Establishing cooperation in a new research area

12.04.2016
The Nordic eScience Globalisation Initiative (NeGI) will soon be formally concluded after five years of activity. We have spoken with the chair of the programme committee, Professor Juni Palmgren, about the programme's activities and ambitions.

In the course of these five years, the NeGI has launched three initiatives in eScience, encompassing everything from researcher training to major Nordic Centres of Excellence. What are the ambitions underlying this endeavour?

“From the outset the idea was to promote a Nordic exchange of new electronic methods and apply them in the specific context of research. This fuelled the start of two Nordic Centres of Excellence (NCoE) in the area of climate and the environment and one in health and welfare. The centres bring together many of the leading researchers in their respective fields. In addition, three research projects were launched with a focus on developing tools and methods to use in the three NCoEs. And lastly we announced funding for universities to design and hold courses,” Juni Palmgren explains.

Why did you choose to focus on researcher training?

Professor Juni Palmgren

“Quite simply because Nordic researcher training makes it possible to specialise in areas where the scientific framework and the number of students in each individual country is relatively modest. The courses are to be targeted enough to be interesting and generic enough to generate new knowledge and benefits. The Nordic region has great potential here, and the NeGI has taken on the challenge,” states Dr Palmgren. She adds, “Experienced researchers don’t always see the intrinsic opportunities of e-tools, so we need to focus on the younger researchers to continue to develop research areas.”
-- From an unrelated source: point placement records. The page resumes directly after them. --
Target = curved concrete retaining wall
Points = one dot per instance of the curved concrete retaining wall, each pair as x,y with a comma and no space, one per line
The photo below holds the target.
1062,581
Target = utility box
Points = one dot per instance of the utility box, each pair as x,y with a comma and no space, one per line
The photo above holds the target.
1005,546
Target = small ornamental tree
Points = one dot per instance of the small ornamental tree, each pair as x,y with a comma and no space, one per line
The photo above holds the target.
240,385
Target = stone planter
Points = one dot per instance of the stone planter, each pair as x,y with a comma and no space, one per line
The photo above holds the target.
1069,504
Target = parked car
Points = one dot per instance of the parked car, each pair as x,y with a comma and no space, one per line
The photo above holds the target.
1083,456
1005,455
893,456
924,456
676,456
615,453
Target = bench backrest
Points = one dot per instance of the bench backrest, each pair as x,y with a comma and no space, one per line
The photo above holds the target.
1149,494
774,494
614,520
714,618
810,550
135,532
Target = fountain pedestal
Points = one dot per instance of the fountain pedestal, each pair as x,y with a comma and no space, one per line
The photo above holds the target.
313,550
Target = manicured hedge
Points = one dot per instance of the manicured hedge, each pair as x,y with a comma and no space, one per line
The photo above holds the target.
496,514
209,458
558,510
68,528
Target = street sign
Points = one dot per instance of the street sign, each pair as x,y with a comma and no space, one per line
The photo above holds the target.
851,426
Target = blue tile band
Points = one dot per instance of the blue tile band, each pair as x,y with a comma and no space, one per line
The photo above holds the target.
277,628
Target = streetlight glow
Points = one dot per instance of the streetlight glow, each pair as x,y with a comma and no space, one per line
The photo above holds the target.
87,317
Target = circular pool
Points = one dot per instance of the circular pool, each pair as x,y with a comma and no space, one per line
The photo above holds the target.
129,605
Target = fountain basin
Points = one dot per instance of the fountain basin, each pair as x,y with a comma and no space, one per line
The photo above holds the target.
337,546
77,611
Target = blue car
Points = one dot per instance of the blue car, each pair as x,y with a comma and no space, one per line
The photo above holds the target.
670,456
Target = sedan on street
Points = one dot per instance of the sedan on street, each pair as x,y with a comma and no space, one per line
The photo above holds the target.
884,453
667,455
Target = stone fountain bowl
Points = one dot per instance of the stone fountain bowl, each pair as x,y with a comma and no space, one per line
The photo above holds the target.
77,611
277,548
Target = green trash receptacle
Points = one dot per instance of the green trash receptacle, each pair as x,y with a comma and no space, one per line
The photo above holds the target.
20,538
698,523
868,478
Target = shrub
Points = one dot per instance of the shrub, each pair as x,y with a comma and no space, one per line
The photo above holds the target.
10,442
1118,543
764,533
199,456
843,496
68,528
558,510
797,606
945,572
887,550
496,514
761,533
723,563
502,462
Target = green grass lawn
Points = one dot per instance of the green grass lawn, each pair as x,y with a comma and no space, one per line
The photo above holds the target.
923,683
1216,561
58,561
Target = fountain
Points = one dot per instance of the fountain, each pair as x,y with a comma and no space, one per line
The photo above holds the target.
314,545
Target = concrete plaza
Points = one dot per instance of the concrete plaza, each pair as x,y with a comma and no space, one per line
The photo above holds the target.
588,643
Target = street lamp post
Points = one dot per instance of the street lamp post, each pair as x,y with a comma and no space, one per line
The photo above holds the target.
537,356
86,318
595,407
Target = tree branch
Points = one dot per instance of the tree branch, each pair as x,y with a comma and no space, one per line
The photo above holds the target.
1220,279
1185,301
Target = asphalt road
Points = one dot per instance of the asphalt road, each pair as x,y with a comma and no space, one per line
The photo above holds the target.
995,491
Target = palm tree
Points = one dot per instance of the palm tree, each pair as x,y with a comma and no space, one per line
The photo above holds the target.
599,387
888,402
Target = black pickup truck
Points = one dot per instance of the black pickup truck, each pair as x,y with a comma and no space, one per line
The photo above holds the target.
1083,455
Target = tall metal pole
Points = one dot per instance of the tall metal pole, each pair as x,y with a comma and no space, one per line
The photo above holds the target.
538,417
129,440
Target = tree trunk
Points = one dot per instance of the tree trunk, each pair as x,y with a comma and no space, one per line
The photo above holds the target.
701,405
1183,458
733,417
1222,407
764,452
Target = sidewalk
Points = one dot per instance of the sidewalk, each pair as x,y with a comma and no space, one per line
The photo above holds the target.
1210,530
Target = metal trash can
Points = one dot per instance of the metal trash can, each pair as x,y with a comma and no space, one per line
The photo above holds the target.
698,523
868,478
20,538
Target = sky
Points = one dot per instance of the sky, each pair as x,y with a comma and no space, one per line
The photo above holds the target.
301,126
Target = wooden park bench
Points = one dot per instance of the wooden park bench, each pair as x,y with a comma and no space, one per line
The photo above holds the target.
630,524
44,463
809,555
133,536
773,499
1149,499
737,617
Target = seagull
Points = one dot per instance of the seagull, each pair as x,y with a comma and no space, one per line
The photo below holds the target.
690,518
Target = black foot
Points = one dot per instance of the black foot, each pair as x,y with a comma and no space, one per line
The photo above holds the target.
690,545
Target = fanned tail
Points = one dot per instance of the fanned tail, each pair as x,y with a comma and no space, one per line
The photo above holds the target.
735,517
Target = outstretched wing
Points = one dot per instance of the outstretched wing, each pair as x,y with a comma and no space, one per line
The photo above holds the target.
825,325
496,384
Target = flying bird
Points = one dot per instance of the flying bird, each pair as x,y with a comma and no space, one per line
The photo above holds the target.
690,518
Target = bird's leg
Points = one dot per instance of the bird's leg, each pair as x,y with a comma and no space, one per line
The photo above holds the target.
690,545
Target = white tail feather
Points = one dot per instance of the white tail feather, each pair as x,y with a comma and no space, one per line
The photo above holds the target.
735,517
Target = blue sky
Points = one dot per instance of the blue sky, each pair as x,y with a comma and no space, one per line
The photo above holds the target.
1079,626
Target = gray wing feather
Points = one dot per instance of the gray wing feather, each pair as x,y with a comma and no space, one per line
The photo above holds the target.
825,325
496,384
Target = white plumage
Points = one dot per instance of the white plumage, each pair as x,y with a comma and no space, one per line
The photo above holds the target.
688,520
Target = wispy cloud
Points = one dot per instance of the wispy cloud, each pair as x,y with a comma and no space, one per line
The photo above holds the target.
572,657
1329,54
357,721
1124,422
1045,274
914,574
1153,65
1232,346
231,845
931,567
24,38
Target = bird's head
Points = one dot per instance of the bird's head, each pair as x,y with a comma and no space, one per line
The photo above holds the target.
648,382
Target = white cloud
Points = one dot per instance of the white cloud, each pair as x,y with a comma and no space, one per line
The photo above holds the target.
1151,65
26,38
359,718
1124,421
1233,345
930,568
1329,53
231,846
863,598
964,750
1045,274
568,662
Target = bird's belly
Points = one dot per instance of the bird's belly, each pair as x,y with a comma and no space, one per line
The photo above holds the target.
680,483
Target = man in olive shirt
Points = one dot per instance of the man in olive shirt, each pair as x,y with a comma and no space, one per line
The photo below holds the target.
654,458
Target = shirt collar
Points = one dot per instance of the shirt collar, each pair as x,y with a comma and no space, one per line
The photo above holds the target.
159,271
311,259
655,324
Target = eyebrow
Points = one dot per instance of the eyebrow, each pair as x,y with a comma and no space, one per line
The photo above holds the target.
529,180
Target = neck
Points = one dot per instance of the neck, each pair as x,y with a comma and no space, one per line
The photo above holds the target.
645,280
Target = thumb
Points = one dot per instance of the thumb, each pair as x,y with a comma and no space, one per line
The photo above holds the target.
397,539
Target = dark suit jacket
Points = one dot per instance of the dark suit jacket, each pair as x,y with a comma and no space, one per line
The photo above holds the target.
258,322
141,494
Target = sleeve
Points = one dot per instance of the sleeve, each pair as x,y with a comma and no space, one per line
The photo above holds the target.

Now that NeGI is drawing to a close, do you see any need for the programme to continue?

“I see a great need for the eScience initiative to continue on a broad scale. It was a ground-breaking effort five years ago when the research councils in Sweden, Norway and Finland contributed to a “common pot” for eScience and to the NeGI. Activity should continue under NordForsk,” states Professor Palmgren, adding:

“We should find ways to implement the Nordic Council of Ministers’ eScience Action Plan 2.0, which, among other things, states that ‘educational efforts are urgently needed’”. We need to develop funding forms and define the distribution of responsibility. I hope that the high-level advisory group on research infrastructures, among others, submits a clear recommendation to the NordForsk Board for NordForsk and Nordic funders to move this forward. A smooth transition post-NeGI is essential.”

eScience in Sweden benefited from being prioritised as a strategic research area in 2008. This led to two eScience research centres: SeRC and eSSENCE. Norway’s eVITA programme has existed for many years. Many countries treat eScience and eInfrastructure as one and the same thing, but in Nordic countries the distinction is very clear.

What will we see a few years down the road when we look back on the overall programme of the NeGI?

“A clearer Nordic context – first and foremost through the three NCoEs. A large number of countries, universities and institutions are involved. The Nordic Information for Action eScience Centre (NIASC) the NCoE in health-related eSciences, has 16 partner institutions. Cooperation is expanding, individuals learn from one another and say yes to Nordic mobility. These factors are very important to competence building. I have seen many young researchers grow as a product the Nordic perspective. I truly hope that eScience and application of eInfrastructure become visible, especially in areas where it has been less common to take advantage of the potential of e-tools, such as environmental research, medicine and social sciences,” Professor Palmgren concludes.